Le fondateur du mouvement Tupamaros, Julio Marenales, a également déclaré à propos de « Pepe » : « Cela fait des années qu’il n’a pas parlé à Mujica, c’est un showman international, c’est son problème. Je n’ai rien à voir avec cette façon de penser ». À propos du MLN, il a déclaré : « Nous, au MLN, nous sommes apparus comme une organisation antisystème, mais aujourd’hui, tous les signaux donnés par les Tupamaros indiquent une acceptation totale du système capitaliste dépendant ».

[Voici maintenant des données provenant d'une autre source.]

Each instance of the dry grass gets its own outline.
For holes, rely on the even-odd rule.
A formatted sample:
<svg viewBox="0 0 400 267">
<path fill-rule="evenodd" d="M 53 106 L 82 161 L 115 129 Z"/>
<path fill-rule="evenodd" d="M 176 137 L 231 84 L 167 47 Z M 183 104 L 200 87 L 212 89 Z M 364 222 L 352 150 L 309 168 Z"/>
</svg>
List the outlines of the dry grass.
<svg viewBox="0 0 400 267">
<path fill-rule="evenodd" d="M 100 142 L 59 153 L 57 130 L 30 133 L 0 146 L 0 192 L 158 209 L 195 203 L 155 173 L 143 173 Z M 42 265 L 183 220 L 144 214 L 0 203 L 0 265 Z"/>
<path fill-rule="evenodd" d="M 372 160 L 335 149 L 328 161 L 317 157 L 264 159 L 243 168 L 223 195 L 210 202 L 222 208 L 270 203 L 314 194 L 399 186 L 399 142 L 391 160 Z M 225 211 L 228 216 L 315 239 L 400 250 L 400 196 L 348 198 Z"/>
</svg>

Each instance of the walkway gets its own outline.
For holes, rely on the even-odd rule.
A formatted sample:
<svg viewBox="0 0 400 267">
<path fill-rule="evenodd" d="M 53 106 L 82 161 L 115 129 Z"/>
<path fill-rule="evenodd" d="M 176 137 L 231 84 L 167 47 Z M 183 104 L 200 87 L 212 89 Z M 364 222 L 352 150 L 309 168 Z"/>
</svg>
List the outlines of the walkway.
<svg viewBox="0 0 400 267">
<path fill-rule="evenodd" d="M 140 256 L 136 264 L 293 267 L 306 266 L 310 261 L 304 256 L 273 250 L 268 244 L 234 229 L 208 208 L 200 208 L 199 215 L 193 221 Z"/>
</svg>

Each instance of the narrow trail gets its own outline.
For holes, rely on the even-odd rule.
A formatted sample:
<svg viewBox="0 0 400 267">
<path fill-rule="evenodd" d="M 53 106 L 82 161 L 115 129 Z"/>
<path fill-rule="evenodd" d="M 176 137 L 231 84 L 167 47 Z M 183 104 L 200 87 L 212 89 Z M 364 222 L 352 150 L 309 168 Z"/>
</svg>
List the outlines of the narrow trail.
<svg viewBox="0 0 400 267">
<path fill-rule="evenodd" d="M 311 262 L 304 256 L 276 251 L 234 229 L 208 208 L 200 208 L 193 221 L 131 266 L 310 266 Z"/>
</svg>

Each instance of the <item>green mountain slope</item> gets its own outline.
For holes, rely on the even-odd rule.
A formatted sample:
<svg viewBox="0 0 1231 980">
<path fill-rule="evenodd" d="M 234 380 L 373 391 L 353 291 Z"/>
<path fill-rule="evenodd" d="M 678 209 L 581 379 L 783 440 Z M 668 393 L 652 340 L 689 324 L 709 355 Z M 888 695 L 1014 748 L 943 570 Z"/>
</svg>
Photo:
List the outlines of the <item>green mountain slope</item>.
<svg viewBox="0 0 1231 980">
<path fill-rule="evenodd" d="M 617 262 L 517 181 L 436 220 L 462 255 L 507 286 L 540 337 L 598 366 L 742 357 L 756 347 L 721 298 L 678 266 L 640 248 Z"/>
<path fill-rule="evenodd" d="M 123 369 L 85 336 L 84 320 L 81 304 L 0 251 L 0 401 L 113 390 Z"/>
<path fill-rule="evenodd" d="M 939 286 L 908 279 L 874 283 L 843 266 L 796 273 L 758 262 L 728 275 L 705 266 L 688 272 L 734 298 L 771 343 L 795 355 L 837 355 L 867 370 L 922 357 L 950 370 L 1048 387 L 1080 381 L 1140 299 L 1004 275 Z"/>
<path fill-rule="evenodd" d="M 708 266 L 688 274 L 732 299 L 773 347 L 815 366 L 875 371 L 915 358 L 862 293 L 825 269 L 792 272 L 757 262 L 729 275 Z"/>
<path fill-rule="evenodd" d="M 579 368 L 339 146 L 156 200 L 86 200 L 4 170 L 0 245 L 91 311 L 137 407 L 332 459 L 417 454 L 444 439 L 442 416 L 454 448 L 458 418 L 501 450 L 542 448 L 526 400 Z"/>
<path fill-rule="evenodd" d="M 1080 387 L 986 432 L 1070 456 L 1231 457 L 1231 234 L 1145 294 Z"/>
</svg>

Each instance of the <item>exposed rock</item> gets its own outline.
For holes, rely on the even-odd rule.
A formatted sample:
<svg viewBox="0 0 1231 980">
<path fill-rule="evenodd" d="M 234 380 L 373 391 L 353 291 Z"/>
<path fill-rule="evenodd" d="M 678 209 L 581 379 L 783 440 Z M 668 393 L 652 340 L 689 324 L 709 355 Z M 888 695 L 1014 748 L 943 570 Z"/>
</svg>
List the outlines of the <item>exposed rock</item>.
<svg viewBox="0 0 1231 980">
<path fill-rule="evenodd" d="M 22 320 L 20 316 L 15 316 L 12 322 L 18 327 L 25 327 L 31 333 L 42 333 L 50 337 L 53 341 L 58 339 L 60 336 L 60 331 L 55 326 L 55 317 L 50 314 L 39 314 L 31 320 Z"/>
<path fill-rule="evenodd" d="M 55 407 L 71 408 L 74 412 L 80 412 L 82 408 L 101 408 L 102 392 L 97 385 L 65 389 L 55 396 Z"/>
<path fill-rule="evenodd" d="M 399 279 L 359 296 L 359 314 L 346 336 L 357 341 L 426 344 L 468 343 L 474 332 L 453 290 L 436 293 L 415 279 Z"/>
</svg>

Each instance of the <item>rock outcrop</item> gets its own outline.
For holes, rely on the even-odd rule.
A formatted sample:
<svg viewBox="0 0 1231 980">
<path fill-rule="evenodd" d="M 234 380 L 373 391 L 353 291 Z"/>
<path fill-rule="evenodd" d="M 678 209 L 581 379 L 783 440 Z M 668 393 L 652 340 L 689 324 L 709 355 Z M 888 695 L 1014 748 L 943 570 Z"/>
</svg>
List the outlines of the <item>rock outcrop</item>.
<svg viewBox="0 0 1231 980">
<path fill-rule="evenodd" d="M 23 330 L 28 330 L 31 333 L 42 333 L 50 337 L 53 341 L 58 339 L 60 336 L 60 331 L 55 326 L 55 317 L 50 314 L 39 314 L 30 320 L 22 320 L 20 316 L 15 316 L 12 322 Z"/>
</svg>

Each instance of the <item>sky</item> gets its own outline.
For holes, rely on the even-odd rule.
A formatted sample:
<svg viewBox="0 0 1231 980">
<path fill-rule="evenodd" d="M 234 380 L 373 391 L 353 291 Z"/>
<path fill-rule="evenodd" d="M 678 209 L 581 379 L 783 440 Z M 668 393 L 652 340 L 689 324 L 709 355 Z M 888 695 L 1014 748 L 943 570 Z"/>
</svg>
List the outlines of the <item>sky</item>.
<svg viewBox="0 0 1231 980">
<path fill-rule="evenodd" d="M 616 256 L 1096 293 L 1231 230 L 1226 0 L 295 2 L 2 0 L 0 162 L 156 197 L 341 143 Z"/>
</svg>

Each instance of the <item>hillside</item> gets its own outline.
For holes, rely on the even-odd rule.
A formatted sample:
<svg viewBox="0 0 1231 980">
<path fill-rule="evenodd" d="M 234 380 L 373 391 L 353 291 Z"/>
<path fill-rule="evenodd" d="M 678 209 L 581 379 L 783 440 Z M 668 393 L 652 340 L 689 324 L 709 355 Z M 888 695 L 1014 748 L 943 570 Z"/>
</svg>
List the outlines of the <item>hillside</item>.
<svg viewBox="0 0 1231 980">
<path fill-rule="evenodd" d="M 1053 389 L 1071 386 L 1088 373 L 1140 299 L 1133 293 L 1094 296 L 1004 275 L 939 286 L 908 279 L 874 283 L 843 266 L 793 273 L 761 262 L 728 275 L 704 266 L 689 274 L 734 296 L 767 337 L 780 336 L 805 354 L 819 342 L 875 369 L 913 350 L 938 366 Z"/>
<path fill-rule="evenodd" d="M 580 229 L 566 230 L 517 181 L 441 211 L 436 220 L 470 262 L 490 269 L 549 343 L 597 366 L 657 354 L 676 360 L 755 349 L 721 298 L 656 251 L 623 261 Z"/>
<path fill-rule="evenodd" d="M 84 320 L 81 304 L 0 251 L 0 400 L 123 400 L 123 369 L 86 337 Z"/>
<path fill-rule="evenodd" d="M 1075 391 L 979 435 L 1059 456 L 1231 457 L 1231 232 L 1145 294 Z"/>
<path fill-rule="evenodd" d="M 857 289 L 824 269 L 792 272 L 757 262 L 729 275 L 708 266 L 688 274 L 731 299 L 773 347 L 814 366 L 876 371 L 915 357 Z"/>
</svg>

Lorsque José Mujica a annoncé sa retraite en 2020, l’hommage que lui a rendu l’ensemble de la bourgeoisie a été unanime et a marqué de manière incontestable l’abandon de ses anciennes prétentions révolutionnaires. Sous le gouvernement de Luis Lacalle Pou, José Mujica s’est mis au service du gouvernement blanc et s’est même rendu avec Lacalle au Brésil « pour lui donner un coup de main » dans ses relations avec Lula. Lors du référendum sur la sécurité sociale, Mujica s’est opposé au « oui », qui visait à supprimer les AFAP, à maintenir l’âge de la retraite à 60 ans et à augmenter les retraites minimales.
Enfin, nous estimons opportun de souligner que cet article vise à contribuer au débat nécessaire sur une figure emblématique qui s’est progressivement déclarée défenseur d’un « capitalisme humain », abandonnant l’objectif et la tâche de construire une nouvelle société qui renverse chacun des piliers sur lesquels repose le capitalisme. Pour cette tâche, Mujica est devenu un obstacle en essayant de convaincre les travailleurs avec le faux espoir que le capitalisme pouvait être amélioré. Cela, oui, c’est une véritable utopie.